Spotkania ze środowiskiem akademickim PG było dobrą okazją, by opowiedzieć o umiejętnościach oraz doświadczeniach, które doprowadziły do objęcia prezesury w Lotosie. Paweł Olechnowicz wspominał trudne początki działalności w ABB Zamech w Elblągu oraz inspirujący wyjazd do Szwajcarii (objął wówczas stanowisko wiceprezesa ABB Ltd. na Europę Centralną i Wschodnią), w czasie którego „przesiąknął” zachodnim stylem myślenia o zarządzaniu dużą korporacją gospodarczą.
– Szwajcaria to był inny świat. Tam prezesi jeżdżą tramwajami, pociągami, chodzą do sklepów. Komunikacja jest na poziomie partnerskim, co nie zmieniało faktu twardego rozliczania. Przeszedłem szkolenia dające pewność siebie. Na pewno sporo mi to dało. Przychodząc do rafinerii, nie chciałem tego zgubić – mówił Olechnowicz.
Wielokrotnie podkreślał, że w zarządzaniu firmami stawiał na nieustanny rozwój kadr oraz wsłuchiwanie się w głos zespołu. W efekcie – zdaniem biznesmena – miało to decydować o ekonomicznym powodzeniu prowadzonych projektów.
– Gdybym w którymś momencie odstąpił od tej zasady, to pewnie dziś nie byłoby Lotosu – stwierdził były szef gdańskiej spółki. – Przyznam, że na początku nie myślałem, że w Lotosie uda się osiągnąć tak wiele. Jednak, chodząc przez pierwsze dni po biurach, zauważyłem, że są pełne fantastycznych, młodych ludzi, którzy trzymają w biurkach projekty, które mogą rozwinąć całą firmę. I dzięki współpracy to się udało.
Później dodawał:
– Praca z ludźmi i dla ludzi musi być czymś normalnym dla lidera. Nie można się tego bać. Trzeba mieć wystarczającą ilość czasu, by rozmawiać z pracownikami. Prawdziwy przywódca zarządza liderami, których motywuje i wspiera. Daje szanse, ale i rozlicza. Myślę, że to udało się osiągnąć i to był mój sukces.
Paweł Olechnowicz: „To jest parcelacja Lotosu i likwidacja tej firmy”
Podczas spotkania autorskiego nie mogło zabraknąć komentarza do zapowiadanej operacji przejęcia gdańskiej rafinerii przez Orlen.
– Moją największą porażką będzie, jeżeli w rozumieniu medialnym Orlen przejmie Lotos. To nie jest przejęcie Lotosu.
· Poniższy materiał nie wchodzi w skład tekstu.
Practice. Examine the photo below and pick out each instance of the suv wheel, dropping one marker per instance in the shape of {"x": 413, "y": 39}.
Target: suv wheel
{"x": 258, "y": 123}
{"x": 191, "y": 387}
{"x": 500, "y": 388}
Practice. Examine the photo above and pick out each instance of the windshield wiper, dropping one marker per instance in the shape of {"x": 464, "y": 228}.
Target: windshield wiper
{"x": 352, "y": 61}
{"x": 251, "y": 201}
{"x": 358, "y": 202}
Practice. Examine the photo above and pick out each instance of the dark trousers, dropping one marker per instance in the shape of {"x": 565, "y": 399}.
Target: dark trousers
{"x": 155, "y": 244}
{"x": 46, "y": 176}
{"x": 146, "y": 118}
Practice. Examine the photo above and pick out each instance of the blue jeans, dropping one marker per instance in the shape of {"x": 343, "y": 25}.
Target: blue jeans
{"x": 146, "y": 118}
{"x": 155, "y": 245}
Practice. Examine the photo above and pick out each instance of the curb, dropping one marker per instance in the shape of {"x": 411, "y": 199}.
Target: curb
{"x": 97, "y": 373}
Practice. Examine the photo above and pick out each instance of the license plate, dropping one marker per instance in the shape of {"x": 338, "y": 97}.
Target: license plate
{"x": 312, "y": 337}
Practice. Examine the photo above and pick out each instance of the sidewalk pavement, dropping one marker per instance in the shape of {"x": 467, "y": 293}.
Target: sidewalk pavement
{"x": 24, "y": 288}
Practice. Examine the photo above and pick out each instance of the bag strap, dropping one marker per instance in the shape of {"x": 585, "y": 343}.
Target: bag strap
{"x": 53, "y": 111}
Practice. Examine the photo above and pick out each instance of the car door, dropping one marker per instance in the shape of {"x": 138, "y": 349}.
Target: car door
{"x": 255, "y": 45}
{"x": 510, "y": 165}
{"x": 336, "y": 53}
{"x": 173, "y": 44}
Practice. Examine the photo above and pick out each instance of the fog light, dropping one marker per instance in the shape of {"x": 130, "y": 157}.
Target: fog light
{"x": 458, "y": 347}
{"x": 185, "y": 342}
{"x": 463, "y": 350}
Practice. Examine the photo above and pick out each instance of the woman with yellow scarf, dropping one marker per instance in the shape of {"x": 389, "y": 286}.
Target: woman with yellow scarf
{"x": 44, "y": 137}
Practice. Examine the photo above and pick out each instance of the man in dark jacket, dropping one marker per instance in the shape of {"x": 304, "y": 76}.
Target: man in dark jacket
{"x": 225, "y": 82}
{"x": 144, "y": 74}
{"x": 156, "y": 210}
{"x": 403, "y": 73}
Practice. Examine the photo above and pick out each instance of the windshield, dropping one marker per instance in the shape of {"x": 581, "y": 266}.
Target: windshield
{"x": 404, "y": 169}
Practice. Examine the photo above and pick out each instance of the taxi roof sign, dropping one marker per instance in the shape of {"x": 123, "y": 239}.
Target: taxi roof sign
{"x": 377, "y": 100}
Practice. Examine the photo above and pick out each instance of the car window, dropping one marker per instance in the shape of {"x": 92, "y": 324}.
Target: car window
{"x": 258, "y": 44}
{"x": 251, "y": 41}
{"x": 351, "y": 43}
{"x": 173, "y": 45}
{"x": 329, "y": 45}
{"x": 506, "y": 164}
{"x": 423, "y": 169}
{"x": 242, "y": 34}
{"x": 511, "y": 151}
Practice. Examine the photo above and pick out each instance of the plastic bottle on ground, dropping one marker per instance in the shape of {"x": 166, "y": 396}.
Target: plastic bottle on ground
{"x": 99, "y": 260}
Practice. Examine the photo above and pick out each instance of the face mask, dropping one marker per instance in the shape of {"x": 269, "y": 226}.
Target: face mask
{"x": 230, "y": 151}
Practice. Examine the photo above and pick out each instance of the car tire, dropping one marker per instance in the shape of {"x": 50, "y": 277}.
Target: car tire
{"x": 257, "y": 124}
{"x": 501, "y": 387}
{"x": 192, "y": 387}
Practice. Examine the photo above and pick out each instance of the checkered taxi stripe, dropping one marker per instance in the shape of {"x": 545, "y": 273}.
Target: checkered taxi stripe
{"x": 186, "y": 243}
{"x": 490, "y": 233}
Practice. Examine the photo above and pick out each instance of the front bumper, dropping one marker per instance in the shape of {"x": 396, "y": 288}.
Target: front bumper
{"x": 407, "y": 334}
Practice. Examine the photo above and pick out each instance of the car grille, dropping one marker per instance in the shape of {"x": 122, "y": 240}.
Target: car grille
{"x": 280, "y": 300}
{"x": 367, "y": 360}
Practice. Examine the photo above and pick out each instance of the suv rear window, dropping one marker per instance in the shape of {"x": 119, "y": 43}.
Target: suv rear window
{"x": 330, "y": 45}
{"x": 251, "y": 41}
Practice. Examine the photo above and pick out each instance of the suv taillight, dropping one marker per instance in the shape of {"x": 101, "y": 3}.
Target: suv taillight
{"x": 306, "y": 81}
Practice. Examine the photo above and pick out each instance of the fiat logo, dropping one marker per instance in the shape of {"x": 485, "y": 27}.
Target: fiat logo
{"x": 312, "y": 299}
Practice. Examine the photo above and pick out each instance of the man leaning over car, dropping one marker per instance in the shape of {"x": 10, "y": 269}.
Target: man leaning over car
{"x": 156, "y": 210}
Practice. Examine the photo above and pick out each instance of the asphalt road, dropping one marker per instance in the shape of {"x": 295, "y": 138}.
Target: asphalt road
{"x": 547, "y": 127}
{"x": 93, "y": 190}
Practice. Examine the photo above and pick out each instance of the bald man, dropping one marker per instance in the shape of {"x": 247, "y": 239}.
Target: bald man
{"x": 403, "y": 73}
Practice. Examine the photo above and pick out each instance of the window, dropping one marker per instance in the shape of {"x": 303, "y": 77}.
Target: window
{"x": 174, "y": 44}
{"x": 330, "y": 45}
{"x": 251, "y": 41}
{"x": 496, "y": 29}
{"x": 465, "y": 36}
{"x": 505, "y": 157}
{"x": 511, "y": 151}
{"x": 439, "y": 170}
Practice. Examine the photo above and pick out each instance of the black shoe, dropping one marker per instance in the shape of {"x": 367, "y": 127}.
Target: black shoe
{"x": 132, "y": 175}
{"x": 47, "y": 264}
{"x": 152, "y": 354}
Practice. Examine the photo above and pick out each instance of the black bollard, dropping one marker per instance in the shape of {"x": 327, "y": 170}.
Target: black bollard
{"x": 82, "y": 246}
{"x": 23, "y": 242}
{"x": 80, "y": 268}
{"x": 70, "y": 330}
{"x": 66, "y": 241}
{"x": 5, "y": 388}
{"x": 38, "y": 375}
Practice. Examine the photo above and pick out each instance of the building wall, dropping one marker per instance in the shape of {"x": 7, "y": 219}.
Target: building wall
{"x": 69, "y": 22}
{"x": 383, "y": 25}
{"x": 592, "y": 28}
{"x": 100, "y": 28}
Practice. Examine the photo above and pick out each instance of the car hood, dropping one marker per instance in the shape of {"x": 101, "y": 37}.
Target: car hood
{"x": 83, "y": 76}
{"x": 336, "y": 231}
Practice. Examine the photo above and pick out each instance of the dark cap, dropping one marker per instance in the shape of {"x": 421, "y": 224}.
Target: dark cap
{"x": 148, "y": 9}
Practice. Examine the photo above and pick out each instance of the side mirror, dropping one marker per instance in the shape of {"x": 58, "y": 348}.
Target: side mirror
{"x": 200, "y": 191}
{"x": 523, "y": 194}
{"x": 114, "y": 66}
To jest parcelacja i likwidacja tej firmy poprzez przekazanie jej poszatkowanych aktywów różnym innym firmom, głównie międzynarodowym – mówił Paweł Olechnowicz. – Orlen dostanie jedynie część rafineryjną, w której będzie mieć 70 proc. Konkurent będzie mieć 30 proc., ale 50 proc. udziału w zarządzaniu sprzedażą produktów wytworzonych w rafinerii. Stworzy się mocnego konkurenta Orlenu, którego obecnie nie ma na rynku. Orlen nie jest żadnym czempionem. On likwiduje Lotos, przejmie jego kawałek, wcale nie zwiększając swojej pozycji na rynku, a wręcz przeciwnie, wprowadzi konkurencję silniejszą niż była.
Spotkanie zakończyło podpisywanie egzemplarzy „Dziwnych przypadków polskiego menedżera” oraz kuluarowymi rozmowami z uczestnikami.